Das erspart Schreibarbeit für Arzt und Helferinnen. Zudem wird mit der Angabe der ICD-10 Verschlüsselung verhindert, dass Diagnosen notiert werden, die keine sind (wie z.B. Entwicklungsverzögerungen).
Falsche Diagnosen werden bei der Abrechnungsprüfung bewertet, als wäre keine Diagnose auf der Verordnung angegeben worden und damit würde die Verordnung abgesetzt werden.

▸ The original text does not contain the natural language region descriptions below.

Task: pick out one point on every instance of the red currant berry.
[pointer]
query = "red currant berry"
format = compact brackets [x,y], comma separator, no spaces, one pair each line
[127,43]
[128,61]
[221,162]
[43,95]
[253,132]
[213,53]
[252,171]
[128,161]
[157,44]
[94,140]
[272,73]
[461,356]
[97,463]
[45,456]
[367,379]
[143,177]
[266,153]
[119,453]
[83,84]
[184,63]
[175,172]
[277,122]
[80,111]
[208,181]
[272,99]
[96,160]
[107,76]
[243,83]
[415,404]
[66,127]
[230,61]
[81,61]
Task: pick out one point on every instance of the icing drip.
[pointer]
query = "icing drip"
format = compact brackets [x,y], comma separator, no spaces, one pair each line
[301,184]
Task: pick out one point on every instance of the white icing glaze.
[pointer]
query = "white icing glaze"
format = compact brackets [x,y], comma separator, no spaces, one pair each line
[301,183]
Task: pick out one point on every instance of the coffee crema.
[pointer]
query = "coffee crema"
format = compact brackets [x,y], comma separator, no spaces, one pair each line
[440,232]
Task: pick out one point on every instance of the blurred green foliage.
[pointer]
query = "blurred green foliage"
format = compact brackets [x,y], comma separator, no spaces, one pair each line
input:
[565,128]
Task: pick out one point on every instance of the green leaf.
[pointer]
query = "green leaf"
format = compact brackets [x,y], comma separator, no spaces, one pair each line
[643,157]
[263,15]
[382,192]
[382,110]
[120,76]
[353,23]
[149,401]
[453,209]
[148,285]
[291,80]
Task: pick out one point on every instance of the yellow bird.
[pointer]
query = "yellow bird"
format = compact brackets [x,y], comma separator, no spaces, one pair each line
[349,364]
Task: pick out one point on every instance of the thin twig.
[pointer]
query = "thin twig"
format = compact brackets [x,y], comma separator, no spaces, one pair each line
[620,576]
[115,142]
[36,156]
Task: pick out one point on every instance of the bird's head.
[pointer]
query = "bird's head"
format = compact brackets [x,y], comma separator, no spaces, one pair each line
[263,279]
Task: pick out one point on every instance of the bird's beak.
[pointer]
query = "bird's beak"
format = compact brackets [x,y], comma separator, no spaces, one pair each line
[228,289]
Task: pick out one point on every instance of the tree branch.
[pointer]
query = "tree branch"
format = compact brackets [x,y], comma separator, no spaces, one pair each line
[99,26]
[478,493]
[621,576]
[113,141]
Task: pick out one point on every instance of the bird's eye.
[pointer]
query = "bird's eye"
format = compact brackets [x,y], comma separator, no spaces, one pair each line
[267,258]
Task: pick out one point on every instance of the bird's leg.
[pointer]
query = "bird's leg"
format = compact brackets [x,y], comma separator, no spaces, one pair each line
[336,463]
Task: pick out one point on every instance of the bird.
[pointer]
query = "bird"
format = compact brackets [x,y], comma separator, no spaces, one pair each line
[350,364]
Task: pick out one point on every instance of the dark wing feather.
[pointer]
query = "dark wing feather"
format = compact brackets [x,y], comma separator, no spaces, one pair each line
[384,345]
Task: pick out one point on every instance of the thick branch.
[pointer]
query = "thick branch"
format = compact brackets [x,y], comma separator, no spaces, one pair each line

Achtung: Trotz ICD-10 Schlüssel sind Indikationsschlüssel und Leitsymptomatik jedoch weiterhin auf der Verordnung anzugeben.
Zudem muss die Leitsymptomatik nicht auf dem Rezept ausgeschrieben werden, wenn sie sich aus dem Indikationsschlüssel ergibt.
Die Kassenärztliche Bundesvereinigung verweist hingegen weiter auf den
konsentierten Fragen- und Antwortenkatalog aus 2005.
Hintergrund: Das Vorhaben des Vorstandes der Kassenärztlichen Bundesvereinigung Dr. Carl-Heinz Müller den Heilmittelkatalog auf Basis der evidenzbasierten Medizin anzupassen.
Herr Dr. Müller ist Mitglied des Gemeinsamen Bundesausschusses und verfügt damit über entsprechenden Einfluss auf die Überarbeitung.
Der Verband der Logopäden (dbl) und Sprachtherapeuten (dbs) kritisiert dieses Vorhaben scharf. Der BED e.V. schließt sich der Haltung des dbl/dbs an, der anmahnt, dass das Fehlen von Studien noch kein Beleg für mangelnde Wirksamkeit ist. Darauf hat der BED bereits im Artikel "
AOK will mehr Verhandlungsspielraum im Vertragswettbewerb" hingewiesen.
Mehr noch: Durch die evidenzbasierte Medizin wird die hohe gesundheitliche Wirkung der ärztlichen und therapeutischen Zuwendung vollkommen außer Acht gelassen.
Wir werden sowohl Herrn Dr. Müller als auch die weiteren Mitglieder des Gemeinsamen Bundesausschusses, der sowohl die Heilmittelrichtlinie als auch den Heilmittelkatalog festlegt, zu dieser offensichtlichen Diskrepanz befragen. Der BED e.V. wird seine Mitglieder darüber weiter informieren.